Mr. COBURN. Mr. President, I rise to voice my concerns regarding S. 388, a bill to prohibit Members of Congress and the President from receiving pay during government shutdowns. While I believe it is important we in Congress lead by example, I am concerned this bill does not go far enough. Every bill that Senate moves this Congress should send a clear message to the American taxpayer that we are serious about our Nation's finances, the economic struggles being faced by our fellow citizens across the country, and the future of this great country.

If we are going to prohibit pay for Members of Congress and the President, we must also include members of the President's Cabinet, for example.
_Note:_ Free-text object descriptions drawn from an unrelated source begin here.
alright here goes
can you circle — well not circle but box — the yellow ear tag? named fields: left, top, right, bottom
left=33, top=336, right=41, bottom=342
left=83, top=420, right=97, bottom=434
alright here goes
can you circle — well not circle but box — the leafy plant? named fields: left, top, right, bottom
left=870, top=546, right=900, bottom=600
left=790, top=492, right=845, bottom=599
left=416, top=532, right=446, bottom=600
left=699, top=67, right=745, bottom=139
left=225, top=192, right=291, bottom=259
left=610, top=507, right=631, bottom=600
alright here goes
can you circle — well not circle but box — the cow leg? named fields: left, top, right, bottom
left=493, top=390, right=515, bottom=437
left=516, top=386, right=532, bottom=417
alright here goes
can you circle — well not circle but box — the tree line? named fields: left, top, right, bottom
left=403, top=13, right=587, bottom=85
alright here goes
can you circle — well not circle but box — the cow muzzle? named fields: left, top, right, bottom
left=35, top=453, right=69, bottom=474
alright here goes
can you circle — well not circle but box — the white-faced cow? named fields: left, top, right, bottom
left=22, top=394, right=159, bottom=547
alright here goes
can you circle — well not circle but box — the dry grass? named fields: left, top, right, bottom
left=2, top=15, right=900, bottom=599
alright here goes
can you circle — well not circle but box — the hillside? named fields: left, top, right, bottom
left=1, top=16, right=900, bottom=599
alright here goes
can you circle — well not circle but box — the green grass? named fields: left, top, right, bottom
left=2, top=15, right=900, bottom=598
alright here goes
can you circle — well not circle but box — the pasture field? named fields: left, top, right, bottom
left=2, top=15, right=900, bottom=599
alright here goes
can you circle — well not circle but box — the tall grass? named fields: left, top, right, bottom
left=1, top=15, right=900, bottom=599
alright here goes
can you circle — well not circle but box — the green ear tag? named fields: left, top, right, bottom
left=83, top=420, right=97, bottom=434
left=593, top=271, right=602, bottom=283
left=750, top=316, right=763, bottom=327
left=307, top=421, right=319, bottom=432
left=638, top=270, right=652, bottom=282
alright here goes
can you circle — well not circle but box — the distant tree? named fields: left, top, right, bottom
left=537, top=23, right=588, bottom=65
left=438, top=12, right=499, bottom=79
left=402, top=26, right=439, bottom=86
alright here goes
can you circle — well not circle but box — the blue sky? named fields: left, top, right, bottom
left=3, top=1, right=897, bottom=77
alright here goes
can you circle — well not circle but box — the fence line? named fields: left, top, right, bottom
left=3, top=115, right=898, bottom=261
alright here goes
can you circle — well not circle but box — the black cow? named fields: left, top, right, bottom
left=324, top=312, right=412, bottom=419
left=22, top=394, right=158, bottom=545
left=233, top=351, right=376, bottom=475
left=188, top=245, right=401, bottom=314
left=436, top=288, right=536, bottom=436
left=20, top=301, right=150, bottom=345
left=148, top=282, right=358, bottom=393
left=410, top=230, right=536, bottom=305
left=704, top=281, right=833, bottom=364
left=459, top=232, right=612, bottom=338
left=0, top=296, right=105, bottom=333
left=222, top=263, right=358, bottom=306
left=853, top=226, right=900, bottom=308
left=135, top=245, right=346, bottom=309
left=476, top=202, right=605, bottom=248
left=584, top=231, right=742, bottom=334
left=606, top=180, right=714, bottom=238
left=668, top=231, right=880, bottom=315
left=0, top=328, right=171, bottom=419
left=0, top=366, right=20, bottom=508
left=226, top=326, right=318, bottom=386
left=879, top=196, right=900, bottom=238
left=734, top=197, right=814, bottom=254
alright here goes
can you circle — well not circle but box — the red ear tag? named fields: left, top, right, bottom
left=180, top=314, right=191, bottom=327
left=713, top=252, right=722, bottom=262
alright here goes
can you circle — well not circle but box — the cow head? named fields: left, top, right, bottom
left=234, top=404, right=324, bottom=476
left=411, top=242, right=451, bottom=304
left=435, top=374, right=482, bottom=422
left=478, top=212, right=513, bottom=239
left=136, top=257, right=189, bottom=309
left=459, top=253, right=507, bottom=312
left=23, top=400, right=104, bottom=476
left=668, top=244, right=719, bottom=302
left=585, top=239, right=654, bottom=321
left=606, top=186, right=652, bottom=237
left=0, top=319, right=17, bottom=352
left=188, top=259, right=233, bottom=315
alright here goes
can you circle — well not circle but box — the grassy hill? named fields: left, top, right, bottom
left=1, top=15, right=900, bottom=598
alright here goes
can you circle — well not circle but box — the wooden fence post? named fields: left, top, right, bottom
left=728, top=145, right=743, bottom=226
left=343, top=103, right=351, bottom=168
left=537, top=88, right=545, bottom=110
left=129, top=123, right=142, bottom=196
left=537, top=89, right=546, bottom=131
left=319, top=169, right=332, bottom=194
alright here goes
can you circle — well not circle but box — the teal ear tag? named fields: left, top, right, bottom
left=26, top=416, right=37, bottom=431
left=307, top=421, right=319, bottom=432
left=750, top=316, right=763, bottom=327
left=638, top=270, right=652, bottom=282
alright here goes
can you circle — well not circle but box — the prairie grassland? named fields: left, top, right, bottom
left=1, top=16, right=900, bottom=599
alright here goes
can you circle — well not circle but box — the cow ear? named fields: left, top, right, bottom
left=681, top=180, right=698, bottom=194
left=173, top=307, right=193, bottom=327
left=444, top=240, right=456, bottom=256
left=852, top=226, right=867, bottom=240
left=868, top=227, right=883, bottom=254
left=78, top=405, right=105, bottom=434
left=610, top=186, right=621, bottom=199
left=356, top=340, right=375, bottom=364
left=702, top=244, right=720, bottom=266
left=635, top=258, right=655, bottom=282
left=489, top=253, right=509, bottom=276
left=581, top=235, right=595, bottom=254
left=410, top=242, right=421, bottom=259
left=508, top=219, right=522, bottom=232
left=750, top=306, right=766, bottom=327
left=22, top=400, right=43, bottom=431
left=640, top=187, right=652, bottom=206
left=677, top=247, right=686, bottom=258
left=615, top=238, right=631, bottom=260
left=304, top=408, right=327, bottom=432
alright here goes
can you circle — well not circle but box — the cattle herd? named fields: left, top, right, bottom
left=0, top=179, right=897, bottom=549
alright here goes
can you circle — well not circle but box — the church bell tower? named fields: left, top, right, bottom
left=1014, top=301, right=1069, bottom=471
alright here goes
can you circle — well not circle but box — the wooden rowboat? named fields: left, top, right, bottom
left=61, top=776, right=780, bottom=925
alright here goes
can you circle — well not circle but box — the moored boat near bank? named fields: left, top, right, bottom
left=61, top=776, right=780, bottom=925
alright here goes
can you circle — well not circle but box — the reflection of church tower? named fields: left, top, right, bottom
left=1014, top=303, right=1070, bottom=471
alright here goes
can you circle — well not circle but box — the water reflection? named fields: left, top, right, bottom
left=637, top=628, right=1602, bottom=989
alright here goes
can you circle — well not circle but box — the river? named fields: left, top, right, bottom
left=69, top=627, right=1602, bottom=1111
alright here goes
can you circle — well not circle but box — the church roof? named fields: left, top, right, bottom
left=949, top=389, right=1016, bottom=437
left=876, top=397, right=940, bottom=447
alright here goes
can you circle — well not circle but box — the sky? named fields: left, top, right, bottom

The bill prohibits retroactive pay for Members of Congress and the President who would not be paid during a government shutdown. This prohibition on retroactive pay should also apply to nonessential Federal Government employees who would be furloughed during a government shutdown. It is unfair to force hard-working Americans to pay the salaries of politicians who have failed to do their jobs or government employees who did not have to report to work because they are nonessential.

It is also my opinion that this legislation encourages Members of Congress to raise the debt ceiling. Clearly Congress does not need any more incentive to borrow and spend money or raise the debt ceiling. Since March of 1996 Congress has raised the debt limit 12 times. In 1995, the gross Federal debt was $4.92 trillion. Today, the national debt exceeds $14 trillion. We should not be passing legislation incentivizing more borrowing and debt. If anything, this bill should reduce Members' pay if they increase the debt limit, not the other way around.

I am also concerned with the timing and need for this bill. Prior to the Presidents Day recess, the House of Representatives passed a bill funding the operations of the Federal Government through the remainder of the fiscal year that included over $60 billion in spending reductions. Unfortunately, the Senate, which has not passed a single appropriations bill for fiscal year 2011, once again failed to act on this bill. And just today, the House passed a 2-week continuing resolution that the Senate will pass. It is about time for the Senate to do its most basic job--ensuring the continued operations of the Federal Government in a fiscally responsible manner.

With government spending at unsustainable levels, it is imperative that every Member of Congress make hard choices regarding Federal spending and cut waste, fraud, abuse, and duplication at every level of government.